Es ist verrückt, wie man über eine gewisse Zeitspanne einem Menschen so nah sein kann und so vieles teilt, und plötzlich ist er von heute auf morgen wieder verschwunden. Man streicht ihn aus seinem Leben und das auch noch aus freien Stücken - ein solcher Mensch war für mich Dillon.

Er war Gast in meinem Leben, hatte so vieles in mir bewirkt und mich weitergebracht. Er war ein Geschenk, doch leider war er nicht der Mann fürs Leben.
Trotzdem hatte ich viel durch ihn gelernt und ich hoffte, dass auch er irgendwann positiv auf unsere Beziehung zurückblicken konnte.

Seitdem ich ihn in LA mit meiner Entscheidung überrumpelt hatte, hatte ich nichts mehr von ihm gehört.
Er war am Tag nach unserer Trennung vermutlich absichtlich erst spät abends, als er sicher war, ich sei längst weg, zurück in seine Wohnung gekehrt.

Wir waren wohl beide nicht scharf darauf gewesen, uns erneut über den Weg zu laufen und uns noch einmal diesen Spannungen auszusetzen.
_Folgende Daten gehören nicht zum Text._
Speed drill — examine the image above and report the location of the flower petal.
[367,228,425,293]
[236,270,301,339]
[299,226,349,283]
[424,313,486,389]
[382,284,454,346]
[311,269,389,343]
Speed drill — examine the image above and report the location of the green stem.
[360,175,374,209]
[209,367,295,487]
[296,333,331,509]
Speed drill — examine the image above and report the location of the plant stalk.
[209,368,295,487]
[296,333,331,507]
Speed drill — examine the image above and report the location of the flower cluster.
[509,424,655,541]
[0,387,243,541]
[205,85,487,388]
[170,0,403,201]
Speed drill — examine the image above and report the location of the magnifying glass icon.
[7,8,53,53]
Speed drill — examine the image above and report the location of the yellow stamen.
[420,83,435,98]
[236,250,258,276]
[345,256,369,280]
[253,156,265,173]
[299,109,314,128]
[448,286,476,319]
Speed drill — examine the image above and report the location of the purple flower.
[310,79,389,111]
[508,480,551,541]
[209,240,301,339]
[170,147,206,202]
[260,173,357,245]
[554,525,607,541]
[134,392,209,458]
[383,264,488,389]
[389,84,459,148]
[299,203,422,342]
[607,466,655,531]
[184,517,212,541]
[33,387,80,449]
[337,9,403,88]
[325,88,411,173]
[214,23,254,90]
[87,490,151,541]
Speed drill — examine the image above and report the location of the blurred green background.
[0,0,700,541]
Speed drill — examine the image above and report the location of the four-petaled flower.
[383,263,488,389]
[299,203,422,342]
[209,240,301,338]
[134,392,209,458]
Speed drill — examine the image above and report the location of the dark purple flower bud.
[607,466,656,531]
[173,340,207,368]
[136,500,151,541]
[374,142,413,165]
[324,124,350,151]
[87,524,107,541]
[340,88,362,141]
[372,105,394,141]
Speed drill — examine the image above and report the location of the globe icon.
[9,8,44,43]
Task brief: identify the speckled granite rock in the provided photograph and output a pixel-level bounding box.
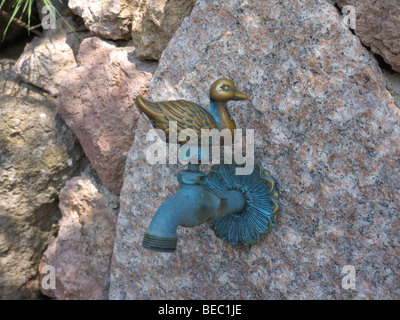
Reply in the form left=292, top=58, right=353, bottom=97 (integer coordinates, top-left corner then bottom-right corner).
left=15, top=17, right=87, bottom=96
left=57, top=37, right=157, bottom=194
left=109, top=0, right=400, bottom=299
left=383, top=70, right=400, bottom=108
left=336, top=0, right=400, bottom=72
left=68, top=0, right=133, bottom=40
left=0, top=60, right=83, bottom=299
left=132, top=0, right=196, bottom=60
left=39, top=170, right=118, bottom=300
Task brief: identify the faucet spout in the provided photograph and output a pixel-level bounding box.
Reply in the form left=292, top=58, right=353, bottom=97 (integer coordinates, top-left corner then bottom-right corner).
left=142, top=171, right=246, bottom=252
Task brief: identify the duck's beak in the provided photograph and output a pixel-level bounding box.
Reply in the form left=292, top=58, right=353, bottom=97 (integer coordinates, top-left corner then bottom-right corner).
left=233, top=90, right=249, bottom=100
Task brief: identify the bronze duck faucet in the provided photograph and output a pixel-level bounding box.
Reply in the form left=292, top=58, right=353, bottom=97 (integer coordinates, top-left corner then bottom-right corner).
left=136, top=78, right=278, bottom=252
left=136, top=78, right=248, bottom=143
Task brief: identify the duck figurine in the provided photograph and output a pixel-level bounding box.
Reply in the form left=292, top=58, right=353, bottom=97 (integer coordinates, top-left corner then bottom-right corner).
left=136, top=78, right=248, bottom=144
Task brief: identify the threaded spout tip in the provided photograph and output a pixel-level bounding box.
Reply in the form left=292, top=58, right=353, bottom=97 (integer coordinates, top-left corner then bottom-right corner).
left=142, top=233, right=177, bottom=252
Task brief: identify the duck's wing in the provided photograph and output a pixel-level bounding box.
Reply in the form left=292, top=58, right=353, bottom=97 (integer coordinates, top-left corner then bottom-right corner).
left=136, top=96, right=217, bottom=141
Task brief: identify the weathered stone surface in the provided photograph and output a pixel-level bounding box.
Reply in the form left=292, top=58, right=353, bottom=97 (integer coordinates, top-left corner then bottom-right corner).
left=383, top=70, right=400, bottom=108
left=132, top=0, right=196, bottom=60
left=68, top=0, right=132, bottom=40
left=57, top=37, right=157, bottom=194
left=0, top=61, right=83, bottom=299
left=336, top=0, right=400, bottom=72
left=110, top=0, right=400, bottom=299
left=15, top=17, right=88, bottom=96
left=39, top=165, right=118, bottom=300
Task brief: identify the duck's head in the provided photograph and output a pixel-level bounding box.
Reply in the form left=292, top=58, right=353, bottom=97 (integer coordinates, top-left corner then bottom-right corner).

Es war alles gesagt und nichts hätte dazu beigetragen, die Lage zu entspannen.

Die einzige Nachricht, die ich von Dillon erhalten hatte war, dass er mir meine wenigen, restlichen Sachen schicken würde und mir noch ein schönes Leben wünschte.
Wieviel Ironie in diesem Wunsch steckte, konnte ich nicht einschätzen, doch fest stand, dass es ein endgültiger Abschied war. Und ich für meinen Teil hoffte aus ganzem Herzen, dass Dillon noch ein wundervolles Leben führen würde – vollkommen ohne Ironie.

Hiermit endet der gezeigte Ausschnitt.